Lucy (Emily Browning) is a university student somewhere in Sydney who is using her body to make ends meet in more ways than one. Other than as a temp at an office, Lucy is also waitressing, being a test subject for medical experiments, and hangs around bars where she spends time either cockteasing her fellow male guests or bedding them (the movie never makes clear) when she comes across an ad in the paper for a specialty waitressing job that requires she parade around in lingerie alongside other young women (who are wearing even kinkier gear than she is) and service old to middle aged wealthy dinner guests. Before long, to earn even more keep she is drugged with tea and sleeps in a bed, where older man are allowed to ravish her to the extent that no penetration of any form is allowed.
As for anyone who wants to know what all this has to do with the fairy tale of Sleeping Beauty from which one of the most beloved of Disney films has sprung, the answer is actually none. The title has little to do with the fairy tale, but more to do with Japanese Nobel Prize winner Yasunari Kawabata's short story The House of the Sleeping Beauties where a similar task is given to some women. The great problem with this movie is also pretty much that possibly director Julia Leigh, while drawing inspiration from Kawabata's story (in another scene she references his novel The Master of Go), doesn't adequately convey, or seem to know, which is just the same given the consequences, where to exactly turn with the premise.
While David Lynch in Inland and Zack Snyder in Punch at least make attempts to create tension via the fact that the multiple lives of their heroines are seeping and coming into conflict with each other, the multiple lives of Lucy in this movie never really intersect or have an effect on the overall outcome of the story. Director Julia Leigh, who also wrote the screenplay, barely gives any of the characters a suitable or plausible motivation save two of the sexually frustrated geezers who use Lucy later on. In her mise-en-scene Leigh tries to approximate the austere, formalistic compositions of Kubrick, though using mostly wide to medium shots with only a few dramatic facial closeups.

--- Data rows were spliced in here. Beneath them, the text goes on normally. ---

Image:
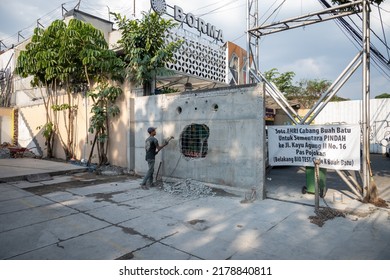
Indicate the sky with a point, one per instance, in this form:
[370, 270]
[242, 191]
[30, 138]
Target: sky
[320, 51]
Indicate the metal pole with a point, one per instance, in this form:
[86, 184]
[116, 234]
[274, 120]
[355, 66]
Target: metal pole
[248, 38]
[366, 95]
[316, 185]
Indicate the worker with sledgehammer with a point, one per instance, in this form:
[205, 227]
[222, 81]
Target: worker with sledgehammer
[152, 148]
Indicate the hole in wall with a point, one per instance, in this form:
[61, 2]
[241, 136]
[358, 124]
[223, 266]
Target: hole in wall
[194, 140]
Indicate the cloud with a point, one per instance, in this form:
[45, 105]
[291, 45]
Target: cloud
[308, 68]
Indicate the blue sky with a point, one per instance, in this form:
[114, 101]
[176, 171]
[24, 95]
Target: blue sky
[320, 51]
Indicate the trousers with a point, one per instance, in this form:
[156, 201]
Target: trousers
[149, 174]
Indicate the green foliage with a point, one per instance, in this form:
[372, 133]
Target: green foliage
[103, 108]
[383, 95]
[48, 130]
[145, 45]
[72, 57]
[284, 81]
[307, 92]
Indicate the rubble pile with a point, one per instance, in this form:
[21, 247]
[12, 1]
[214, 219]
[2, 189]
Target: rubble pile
[189, 189]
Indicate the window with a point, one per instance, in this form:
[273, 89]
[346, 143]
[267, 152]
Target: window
[194, 140]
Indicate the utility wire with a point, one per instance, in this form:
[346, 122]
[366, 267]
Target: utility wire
[378, 58]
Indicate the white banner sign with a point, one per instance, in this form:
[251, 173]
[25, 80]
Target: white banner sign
[336, 146]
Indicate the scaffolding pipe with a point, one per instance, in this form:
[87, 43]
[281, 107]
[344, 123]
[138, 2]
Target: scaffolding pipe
[318, 110]
[345, 179]
[278, 97]
[366, 95]
[333, 85]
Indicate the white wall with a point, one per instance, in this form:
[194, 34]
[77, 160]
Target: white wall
[349, 112]
[234, 116]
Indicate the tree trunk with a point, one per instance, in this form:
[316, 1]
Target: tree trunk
[147, 88]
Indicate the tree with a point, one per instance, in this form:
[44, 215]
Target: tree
[72, 58]
[308, 92]
[284, 81]
[146, 47]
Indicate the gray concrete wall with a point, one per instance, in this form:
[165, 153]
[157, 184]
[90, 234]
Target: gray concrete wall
[234, 116]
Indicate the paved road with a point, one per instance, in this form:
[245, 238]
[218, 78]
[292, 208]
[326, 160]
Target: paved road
[75, 216]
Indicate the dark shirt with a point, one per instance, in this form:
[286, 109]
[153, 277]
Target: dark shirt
[151, 145]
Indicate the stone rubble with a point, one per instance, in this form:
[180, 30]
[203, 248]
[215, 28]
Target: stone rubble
[188, 188]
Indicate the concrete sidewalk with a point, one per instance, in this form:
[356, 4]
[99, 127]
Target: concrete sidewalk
[118, 220]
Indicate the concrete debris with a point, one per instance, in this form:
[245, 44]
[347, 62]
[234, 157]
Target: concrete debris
[189, 189]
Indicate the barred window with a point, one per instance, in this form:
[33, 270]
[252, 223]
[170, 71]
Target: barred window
[194, 140]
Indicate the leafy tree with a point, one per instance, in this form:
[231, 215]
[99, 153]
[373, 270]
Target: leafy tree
[284, 81]
[103, 108]
[146, 47]
[307, 92]
[67, 58]
[383, 95]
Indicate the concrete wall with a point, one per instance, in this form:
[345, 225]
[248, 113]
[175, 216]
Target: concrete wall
[234, 116]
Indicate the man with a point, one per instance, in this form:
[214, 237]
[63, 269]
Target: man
[152, 148]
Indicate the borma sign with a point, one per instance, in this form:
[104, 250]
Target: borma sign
[160, 7]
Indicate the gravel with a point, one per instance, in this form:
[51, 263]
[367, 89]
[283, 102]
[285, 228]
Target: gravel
[189, 189]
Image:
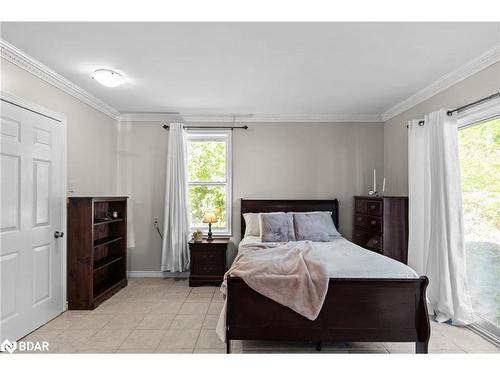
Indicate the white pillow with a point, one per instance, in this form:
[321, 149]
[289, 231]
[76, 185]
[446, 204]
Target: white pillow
[312, 225]
[276, 227]
[252, 224]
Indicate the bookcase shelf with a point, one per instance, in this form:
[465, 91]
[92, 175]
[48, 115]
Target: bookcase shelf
[97, 250]
[106, 221]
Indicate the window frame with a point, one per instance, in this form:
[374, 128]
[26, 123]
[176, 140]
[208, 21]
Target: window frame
[210, 135]
[469, 118]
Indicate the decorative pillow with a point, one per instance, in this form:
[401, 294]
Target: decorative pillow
[276, 227]
[314, 226]
[252, 224]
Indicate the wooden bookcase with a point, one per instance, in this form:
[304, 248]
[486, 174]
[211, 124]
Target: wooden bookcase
[97, 250]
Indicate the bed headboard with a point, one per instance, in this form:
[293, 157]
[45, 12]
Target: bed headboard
[271, 205]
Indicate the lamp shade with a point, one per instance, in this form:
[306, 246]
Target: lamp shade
[209, 217]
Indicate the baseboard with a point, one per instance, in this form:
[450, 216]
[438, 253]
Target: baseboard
[158, 274]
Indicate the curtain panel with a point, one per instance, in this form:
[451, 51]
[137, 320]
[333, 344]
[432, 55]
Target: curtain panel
[436, 246]
[175, 251]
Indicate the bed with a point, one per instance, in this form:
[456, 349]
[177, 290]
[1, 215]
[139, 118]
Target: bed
[356, 309]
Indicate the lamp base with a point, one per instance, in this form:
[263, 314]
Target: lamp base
[210, 238]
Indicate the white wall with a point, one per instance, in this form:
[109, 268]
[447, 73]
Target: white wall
[91, 135]
[477, 86]
[273, 160]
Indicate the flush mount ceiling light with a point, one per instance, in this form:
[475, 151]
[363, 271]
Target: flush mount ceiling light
[108, 78]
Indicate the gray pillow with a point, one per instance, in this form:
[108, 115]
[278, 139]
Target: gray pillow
[313, 226]
[276, 227]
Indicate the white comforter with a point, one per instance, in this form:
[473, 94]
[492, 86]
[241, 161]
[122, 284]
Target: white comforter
[344, 259]
[341, 259]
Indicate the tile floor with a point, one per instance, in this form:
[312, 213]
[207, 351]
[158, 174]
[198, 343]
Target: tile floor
[167, 316]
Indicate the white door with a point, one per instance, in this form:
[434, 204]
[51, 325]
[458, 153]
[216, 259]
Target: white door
[32, 152]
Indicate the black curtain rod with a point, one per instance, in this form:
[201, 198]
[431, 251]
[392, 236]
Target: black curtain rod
[245, 127]
[480, 101]
[467, 106]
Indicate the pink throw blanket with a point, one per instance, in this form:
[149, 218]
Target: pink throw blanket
[287, 273]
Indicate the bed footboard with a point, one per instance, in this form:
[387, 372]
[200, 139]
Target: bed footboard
[365, 310]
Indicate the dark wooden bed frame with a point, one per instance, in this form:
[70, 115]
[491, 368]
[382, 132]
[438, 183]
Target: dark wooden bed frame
[355, 309]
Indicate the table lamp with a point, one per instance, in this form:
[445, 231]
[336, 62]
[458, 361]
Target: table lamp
[209, 218]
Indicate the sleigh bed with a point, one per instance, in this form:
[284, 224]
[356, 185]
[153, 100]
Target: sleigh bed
[355, 309]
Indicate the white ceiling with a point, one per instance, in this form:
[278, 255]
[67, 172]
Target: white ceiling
[264, 69]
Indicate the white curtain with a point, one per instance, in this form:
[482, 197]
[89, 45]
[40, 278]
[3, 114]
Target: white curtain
[175, 254]
[436, 245]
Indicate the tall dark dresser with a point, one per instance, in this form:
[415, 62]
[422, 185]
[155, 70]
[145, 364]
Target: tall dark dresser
[381, 225]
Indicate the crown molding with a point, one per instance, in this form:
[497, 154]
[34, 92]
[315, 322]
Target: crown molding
[481, 62]
[35, 67]
[247, 118]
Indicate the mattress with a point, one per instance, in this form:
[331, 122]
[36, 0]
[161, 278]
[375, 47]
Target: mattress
[344, 259]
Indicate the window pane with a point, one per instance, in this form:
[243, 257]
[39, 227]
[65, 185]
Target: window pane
[480, 169]
[206, 160]
[203, 198]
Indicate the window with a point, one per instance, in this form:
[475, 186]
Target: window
[479, 146]
[209, 179]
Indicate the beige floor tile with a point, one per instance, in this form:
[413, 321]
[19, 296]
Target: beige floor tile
[143, 339]
[179, 339]
[57, 347]
[43, 335]
[105, 339]
[166, 307]
[443, 345]
[135, 351]
[176, 297]
[156, 321]
[215, 308]
[187, 322]
[203, 290]
[124, 321]
[190, 308]
[137, 306]
[60, 323]
[210, 321]
[91, 321]
[173, 351]
[209, 339]
[179, 289]
[199, 298]
[74, 336]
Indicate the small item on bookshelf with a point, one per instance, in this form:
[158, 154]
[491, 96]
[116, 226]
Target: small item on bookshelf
[198, 236]
[112, 215]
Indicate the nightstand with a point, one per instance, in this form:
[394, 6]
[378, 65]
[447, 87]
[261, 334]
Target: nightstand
[208, 261]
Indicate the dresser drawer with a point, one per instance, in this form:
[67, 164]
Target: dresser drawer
[208, 262]
[368, 240]
[371, 223]
[374, 208]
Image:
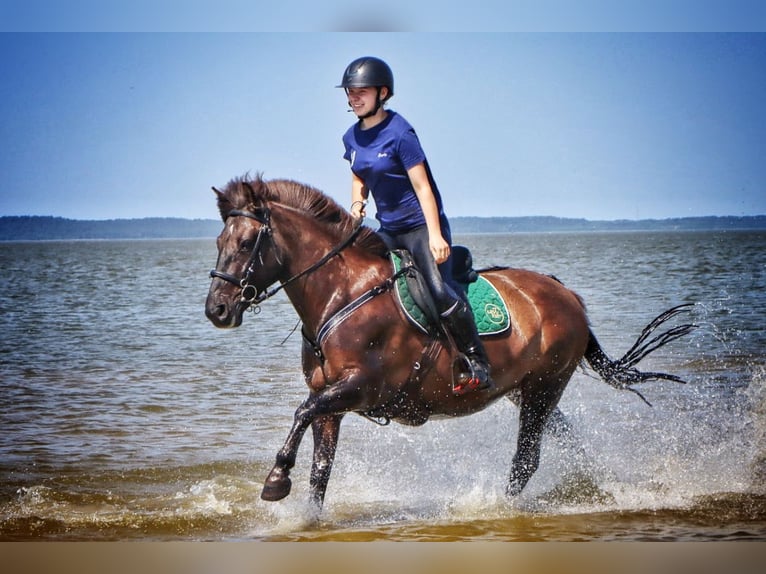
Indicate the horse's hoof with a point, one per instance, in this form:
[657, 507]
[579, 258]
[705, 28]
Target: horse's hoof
[274, 490]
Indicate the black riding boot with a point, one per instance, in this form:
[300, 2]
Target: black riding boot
[462, 327]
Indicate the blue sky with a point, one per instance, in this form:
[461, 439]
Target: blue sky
[593, 125]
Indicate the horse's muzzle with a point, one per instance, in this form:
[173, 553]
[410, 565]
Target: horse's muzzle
[223, 314]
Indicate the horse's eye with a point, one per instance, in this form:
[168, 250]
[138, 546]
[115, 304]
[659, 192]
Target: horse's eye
[246, 245]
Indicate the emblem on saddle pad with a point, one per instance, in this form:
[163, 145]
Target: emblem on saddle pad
[489, 309]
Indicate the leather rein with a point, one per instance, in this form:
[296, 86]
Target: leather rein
[250, 293]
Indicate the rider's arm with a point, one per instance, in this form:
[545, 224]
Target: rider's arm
[359, 194]
[419, 179]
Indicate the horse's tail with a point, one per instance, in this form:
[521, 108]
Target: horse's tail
[621, 373]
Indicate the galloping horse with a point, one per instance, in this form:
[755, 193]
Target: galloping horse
[361, 353]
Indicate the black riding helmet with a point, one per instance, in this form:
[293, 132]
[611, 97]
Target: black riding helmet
[366, 72]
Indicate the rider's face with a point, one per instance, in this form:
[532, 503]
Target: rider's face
[363, 100]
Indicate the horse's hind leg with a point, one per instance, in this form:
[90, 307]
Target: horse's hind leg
[537, 405]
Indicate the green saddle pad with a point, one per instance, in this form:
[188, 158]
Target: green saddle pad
[489, 310]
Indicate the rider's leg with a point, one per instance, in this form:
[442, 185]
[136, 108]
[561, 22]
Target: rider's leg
[452, 307]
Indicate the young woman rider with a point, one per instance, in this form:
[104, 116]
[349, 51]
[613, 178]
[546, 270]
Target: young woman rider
[388, 161]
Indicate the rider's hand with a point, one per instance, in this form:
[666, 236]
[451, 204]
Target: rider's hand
[357, 209]
[439, 249]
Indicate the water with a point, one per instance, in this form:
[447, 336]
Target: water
[127, 415]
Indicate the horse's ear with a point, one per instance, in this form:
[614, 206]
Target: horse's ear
[224, 205]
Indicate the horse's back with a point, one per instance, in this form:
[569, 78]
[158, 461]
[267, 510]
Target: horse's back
[546, 316]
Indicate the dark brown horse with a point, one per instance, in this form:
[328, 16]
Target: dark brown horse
[361, 354]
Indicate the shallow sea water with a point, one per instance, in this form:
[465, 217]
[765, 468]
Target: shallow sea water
[127, 416]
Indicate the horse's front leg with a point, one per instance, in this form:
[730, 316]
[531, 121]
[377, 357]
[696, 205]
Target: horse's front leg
[278, 483]
[326, 430]
[343, 396]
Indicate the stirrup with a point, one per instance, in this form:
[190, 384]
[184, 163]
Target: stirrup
[472, 377]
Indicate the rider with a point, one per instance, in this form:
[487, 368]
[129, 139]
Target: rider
[388, 161]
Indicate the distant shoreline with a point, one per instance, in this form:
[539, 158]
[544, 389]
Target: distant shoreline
[42, 228]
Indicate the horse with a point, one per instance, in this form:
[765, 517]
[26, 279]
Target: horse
[361, 354]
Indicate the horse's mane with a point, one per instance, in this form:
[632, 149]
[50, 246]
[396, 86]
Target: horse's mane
[248, 193]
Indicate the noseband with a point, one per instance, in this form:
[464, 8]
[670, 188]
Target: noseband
[250, 294]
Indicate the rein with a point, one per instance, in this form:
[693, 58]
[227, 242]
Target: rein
[250, 294]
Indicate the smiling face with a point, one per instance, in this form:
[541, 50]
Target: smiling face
[364, 101]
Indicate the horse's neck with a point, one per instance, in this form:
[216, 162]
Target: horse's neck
[321, 293]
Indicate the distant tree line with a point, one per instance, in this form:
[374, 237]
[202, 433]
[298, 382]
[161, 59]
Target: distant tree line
[33, 228]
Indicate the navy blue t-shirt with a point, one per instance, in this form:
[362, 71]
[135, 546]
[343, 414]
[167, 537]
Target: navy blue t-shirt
[381, 156]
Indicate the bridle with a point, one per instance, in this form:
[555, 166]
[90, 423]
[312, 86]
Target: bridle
[251, 295]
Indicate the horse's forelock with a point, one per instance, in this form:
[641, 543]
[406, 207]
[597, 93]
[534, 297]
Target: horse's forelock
[247, 193]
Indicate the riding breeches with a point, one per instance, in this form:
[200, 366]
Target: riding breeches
[438, 277]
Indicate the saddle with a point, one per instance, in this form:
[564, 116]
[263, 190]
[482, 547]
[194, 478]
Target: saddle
[489, 309]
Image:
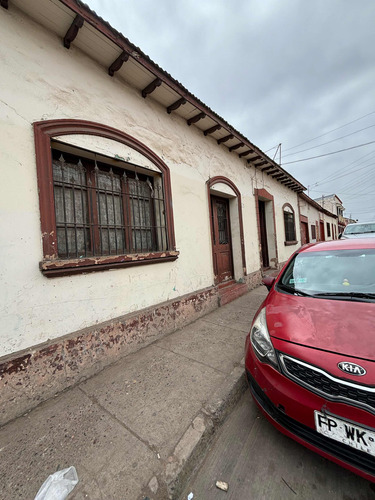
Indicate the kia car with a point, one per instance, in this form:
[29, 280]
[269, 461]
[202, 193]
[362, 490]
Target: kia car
[310, 353]
[359, 230]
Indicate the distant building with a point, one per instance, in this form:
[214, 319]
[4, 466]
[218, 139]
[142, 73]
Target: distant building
[333, 204]
[316, 223]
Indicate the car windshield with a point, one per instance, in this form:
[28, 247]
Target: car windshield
[338, 272]
[360, 228]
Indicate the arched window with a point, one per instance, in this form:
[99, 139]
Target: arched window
[289, 224]
[100, 210]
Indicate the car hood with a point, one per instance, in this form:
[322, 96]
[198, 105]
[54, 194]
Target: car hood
[344, 327]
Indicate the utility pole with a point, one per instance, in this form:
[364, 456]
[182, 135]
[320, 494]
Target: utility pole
[278, 150]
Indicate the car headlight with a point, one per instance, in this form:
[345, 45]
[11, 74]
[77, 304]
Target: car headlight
[261, 341]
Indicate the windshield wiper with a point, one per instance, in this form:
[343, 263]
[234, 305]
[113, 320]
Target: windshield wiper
[294, 291]
[355, 295]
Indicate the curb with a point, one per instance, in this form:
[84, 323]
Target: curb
[192, 447]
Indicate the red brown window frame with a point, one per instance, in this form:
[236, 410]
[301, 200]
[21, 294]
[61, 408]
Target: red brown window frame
[51, 265]
[290, 242]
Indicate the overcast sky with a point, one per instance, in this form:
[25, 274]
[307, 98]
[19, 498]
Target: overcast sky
[279, 71]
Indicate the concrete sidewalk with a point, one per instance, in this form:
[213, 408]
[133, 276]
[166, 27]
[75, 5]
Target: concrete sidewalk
[139, 427]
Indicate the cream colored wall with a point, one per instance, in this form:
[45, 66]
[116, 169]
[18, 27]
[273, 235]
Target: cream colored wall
[281, 196]
[41, 80]
[313, 215]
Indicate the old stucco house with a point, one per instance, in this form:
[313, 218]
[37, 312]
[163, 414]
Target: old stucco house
[128, 207]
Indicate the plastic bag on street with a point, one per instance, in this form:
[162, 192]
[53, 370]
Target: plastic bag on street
[57, 486]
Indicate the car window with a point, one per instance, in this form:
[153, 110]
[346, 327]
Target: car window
[332, 271]
[360, 228]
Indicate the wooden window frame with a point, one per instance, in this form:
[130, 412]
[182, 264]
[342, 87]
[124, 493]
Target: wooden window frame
[294, 241]
[51, 265]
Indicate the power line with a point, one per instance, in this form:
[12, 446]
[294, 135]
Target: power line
[329, 142]
[333, 130]
[332, 176]
[328, 154]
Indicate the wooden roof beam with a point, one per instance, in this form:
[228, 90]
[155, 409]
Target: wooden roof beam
[212, 129]
[72, 32]
[236, 146]
[176, 105]
[225, 139]
[245, 153]
[116, 65]
[263, 162]
[151, 87]
[196, 118]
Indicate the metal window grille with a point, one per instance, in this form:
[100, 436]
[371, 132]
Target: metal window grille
[290, 233]
[103, 211]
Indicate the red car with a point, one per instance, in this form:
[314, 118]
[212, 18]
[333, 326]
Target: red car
[310, 353]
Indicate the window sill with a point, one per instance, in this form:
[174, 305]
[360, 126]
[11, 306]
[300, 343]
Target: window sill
[55, 268]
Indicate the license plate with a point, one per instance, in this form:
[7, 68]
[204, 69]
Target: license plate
[345, 432]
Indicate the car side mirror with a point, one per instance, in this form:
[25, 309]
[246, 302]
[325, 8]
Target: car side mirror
[268, 281]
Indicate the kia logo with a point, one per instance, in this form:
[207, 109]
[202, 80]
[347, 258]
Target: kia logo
[351, 368]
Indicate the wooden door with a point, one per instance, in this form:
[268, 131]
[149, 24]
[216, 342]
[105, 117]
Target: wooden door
[322, 237]
[304, 233]
[263, 234]
[222, 247]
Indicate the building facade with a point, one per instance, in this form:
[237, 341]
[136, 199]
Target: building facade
[126, 202]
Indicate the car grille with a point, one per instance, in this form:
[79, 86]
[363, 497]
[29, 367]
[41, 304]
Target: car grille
[324, 384]
[341, 451]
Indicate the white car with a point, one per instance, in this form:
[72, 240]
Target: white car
[359, 230]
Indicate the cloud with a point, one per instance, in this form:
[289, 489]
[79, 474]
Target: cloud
[279, 72]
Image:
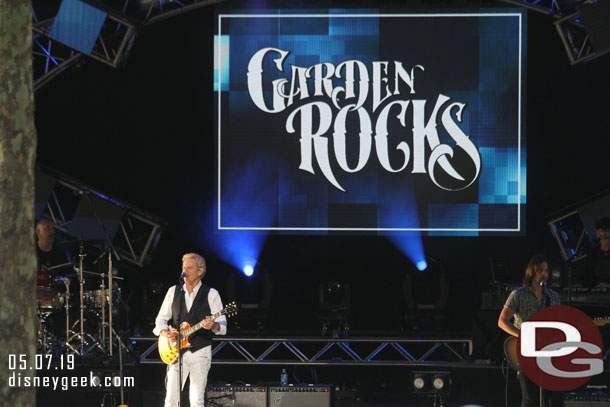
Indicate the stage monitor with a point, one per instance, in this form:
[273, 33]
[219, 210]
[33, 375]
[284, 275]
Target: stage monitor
[371, 121]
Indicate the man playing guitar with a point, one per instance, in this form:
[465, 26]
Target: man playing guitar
[191, 302]
[521, 304]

Director Leigh is a first time and has so far been a novelist, and perhaps makes a fallacy that is made in directing when transferring from the page: on the page the nuances, motivations and implications can all be made clear whereas on the screen it often takes careful mise en scene and good acting to bring them across. The result is that Lucy may possibly be one of the most passive female leads in film history, a cipher speaking in repeated statements, and the movie basically consists of watching things happening to her while my mind kept expecting some giant samurai or Polish gangsters to drop in just to liven up the proceedings a little.
Sleeping Beauty is a tone-deaf little movie about a girl using her body to make ends meet. Don't ask me what it's really about because the movie doesn't even seem to have a clear idea of that itself.